O cometa interstelar 3I/ATLAS foi identificado pela primeira vez em julho de 2025 através do levantamento ATLAS no Chile. Astrônomos logo perceberam que se tratava de um visitante raro e intrigante vindo do espaço interestelar.
Com cada nova observação, o 3I/ATLAS desafiava as expectativas de como um viajante interstelar deveria se parecer ou se comportar.
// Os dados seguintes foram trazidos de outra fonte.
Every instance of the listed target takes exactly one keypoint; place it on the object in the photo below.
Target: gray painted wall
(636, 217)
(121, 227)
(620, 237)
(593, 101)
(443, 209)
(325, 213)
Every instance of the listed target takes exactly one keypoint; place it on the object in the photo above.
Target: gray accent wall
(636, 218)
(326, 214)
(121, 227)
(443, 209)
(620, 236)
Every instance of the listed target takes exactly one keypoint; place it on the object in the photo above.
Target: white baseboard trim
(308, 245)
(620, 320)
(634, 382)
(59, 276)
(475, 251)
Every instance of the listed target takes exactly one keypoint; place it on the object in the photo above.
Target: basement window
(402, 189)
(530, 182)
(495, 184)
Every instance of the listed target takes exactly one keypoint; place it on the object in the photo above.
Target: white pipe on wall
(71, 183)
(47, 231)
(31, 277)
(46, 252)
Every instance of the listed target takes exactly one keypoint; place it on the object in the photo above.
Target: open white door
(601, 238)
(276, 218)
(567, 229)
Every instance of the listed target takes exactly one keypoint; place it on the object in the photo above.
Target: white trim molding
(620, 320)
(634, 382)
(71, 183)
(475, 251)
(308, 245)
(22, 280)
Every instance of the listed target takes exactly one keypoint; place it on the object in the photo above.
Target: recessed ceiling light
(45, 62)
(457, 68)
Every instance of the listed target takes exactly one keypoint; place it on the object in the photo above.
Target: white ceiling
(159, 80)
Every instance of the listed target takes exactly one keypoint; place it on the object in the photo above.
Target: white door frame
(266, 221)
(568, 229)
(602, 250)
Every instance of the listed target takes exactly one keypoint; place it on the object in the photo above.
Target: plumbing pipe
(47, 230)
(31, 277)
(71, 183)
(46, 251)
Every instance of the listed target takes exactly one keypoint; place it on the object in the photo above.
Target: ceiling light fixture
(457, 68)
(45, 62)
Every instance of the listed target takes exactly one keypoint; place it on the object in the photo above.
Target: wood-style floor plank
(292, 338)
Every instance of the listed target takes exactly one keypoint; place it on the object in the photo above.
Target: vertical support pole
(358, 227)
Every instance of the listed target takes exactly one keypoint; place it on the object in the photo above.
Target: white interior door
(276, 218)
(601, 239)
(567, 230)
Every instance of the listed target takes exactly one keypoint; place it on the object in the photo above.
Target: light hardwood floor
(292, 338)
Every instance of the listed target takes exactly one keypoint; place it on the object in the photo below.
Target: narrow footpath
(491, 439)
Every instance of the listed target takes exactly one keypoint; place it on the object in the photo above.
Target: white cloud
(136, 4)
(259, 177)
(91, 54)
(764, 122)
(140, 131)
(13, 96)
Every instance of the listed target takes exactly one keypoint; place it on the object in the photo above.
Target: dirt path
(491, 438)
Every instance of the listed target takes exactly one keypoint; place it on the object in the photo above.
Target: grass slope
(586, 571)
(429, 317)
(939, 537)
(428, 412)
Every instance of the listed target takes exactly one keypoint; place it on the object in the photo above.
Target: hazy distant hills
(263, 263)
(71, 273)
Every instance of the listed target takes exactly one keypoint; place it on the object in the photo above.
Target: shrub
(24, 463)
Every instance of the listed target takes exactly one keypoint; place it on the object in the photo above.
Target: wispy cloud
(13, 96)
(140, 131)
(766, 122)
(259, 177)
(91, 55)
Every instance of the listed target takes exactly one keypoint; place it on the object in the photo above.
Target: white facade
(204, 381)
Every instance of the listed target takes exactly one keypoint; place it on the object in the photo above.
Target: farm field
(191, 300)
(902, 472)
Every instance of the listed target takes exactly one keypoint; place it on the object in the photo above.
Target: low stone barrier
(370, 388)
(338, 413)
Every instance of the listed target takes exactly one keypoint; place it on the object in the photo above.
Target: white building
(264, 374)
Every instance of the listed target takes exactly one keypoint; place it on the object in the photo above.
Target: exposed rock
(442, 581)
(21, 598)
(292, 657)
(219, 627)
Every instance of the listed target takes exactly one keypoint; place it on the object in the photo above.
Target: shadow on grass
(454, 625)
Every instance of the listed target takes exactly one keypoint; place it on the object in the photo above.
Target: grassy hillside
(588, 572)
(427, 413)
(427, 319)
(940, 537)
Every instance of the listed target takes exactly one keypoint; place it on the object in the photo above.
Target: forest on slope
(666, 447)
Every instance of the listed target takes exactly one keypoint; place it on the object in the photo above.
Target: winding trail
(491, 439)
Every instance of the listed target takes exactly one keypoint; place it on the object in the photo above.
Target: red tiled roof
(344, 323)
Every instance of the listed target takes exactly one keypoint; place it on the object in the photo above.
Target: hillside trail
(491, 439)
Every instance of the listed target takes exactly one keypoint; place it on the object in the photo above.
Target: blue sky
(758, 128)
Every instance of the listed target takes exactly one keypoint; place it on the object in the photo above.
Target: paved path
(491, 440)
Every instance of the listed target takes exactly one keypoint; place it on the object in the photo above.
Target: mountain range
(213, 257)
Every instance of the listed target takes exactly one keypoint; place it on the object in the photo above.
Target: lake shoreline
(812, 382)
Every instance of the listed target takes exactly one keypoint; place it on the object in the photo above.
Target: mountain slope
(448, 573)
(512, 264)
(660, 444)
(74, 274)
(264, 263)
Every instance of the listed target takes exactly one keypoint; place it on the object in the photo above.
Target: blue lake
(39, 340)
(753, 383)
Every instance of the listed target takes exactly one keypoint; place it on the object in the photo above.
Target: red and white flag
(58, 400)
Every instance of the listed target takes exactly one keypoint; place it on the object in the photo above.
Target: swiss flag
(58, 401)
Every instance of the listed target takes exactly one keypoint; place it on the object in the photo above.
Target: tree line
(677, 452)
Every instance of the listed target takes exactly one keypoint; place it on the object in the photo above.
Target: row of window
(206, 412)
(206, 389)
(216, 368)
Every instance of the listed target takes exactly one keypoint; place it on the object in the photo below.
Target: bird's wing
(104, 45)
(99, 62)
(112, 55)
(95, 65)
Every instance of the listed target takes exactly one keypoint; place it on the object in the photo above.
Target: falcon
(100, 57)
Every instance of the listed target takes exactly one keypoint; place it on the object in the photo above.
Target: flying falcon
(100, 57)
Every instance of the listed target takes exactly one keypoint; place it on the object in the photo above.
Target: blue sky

Desde então, os telescópios mais poderosos do mundo, incluindo Hubble e James Webb, focaram suas lentes neste cometa misterioso.
Desde sua descoberta, o 3I/ATLAS se destacou por suas características inusitadas, diferenciando-se dos cometas comuns. A composição deste cometa, caracterizada por uma relação elevada de dióxido de carbono para água, e sua trajetória única são apenas algumas das peculiaridades que têm desafiado a compreensão dos cientistas.
Como o terceiro objeto interstelar confirmado a cruzar nosso sistema solar, 3I/ATLAS é precedido por ‘Oumuamua em 2017 e 2I/Borisov em 2019.
Por que o cometa 3I/ATLAS é tão peculiar?
A análise inicial do cometa 3I/ATLAS revelou traços químicos incomuns, principalmente sua coma rica em dióxido de carbono. Tal composição é algo praticamente inédito entre os cometas conhecidos do nosso sistema solar.
Em agosto, o Telescópio Espacial James Webb detectou emissões distintas que destacaram a natureza única deste cometa, com uma presença significativa de CO₂ comparado à água.
O SPHEREx, responsável por observar o cometa entre os dias 7 e 15 de agosto, captou propriedades de núcleo e poeira que não foram até agora vistas em cometas familiares.
A análise sugeriu uma assinatura de fonte pontual intensa, sem estrutura extensa significativa. Essa descoberta aumenta a ambiguidade em relação ao núcleo do cometa.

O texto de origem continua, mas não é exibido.